Keep us posted - interesting project.

New User
Posts: 2
Joined: Tue Feb 21, 2017 5:10 pm

Post by »

Hello All,

Thanks a lot for the feedback.
I agree that moving to one bit port is the way to go.
That was also my conclusion.
I also designed external logic to generate a clock pulse every time the bus clock or bus data has a transition.
This will be my port clock and it should not be higher than 25 MHz.
I also noticed in the XMOS data sheet that the data needs to be stable at least 8 ns after port clock edge.
My bus has a hold time of minimum 3 ns which can be troublesome in some cases.
This forced me to add extra delays on the sampled clock and data line (about 15 ns to be on the safe side).
I was planning to use the deserializer of the port with INT32 in order to lower the rate at which the thread needs to process data.
If my port clock is 25 MHz, it gives me a process rate of 781kHz, which is a lot more doable (and I can even share the processing in multiple threads as Data suggested).
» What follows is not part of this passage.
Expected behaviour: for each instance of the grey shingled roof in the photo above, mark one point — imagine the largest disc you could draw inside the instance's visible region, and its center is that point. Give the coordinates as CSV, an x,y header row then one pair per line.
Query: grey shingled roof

Now comes my next big worry...
The bus transmits data in burst (a bit like I2C).
The deserializer of the port is clocked by bus activity.
If the bus transaction is over, the bus is idle and the clock / data lines are steady.
The amount of data transmitted on the bus can get any number (say 43 bits for instance)
What happens to the deserializer?
Will it get stuck and freeze the thread that is using it or is there a possibility to have a timeout to capture whatever has been shifted in the port shift register?

To summarize:
1. Oversampling allows me to use the deserializer without any trouble as there is always a clock to run the port but generates a lot of data to be processed & transmitted over USB. Difficult but likely doable.
2. Bus based sample clock lowers the amount of data and processing but eventually triggers difficulties with the port deserializer. If the deserializer is not usable, the processing rate of 25 MHz makes it difficult to handle. I have to shift the read bit in a INT32 and when the INT32 is full, move it to a buffer, all of this within 40ns...

If there is a workaround on option 2 to be sure I do not get stuck in accessing the port, I take option 2.

Thanks for your advises,

Posts: 1
Joined: Sun Apr 09, 2017 11:18 am

Post by larytet »

I wonder if a single device solution is mandatory. Is there a cost/space constrain?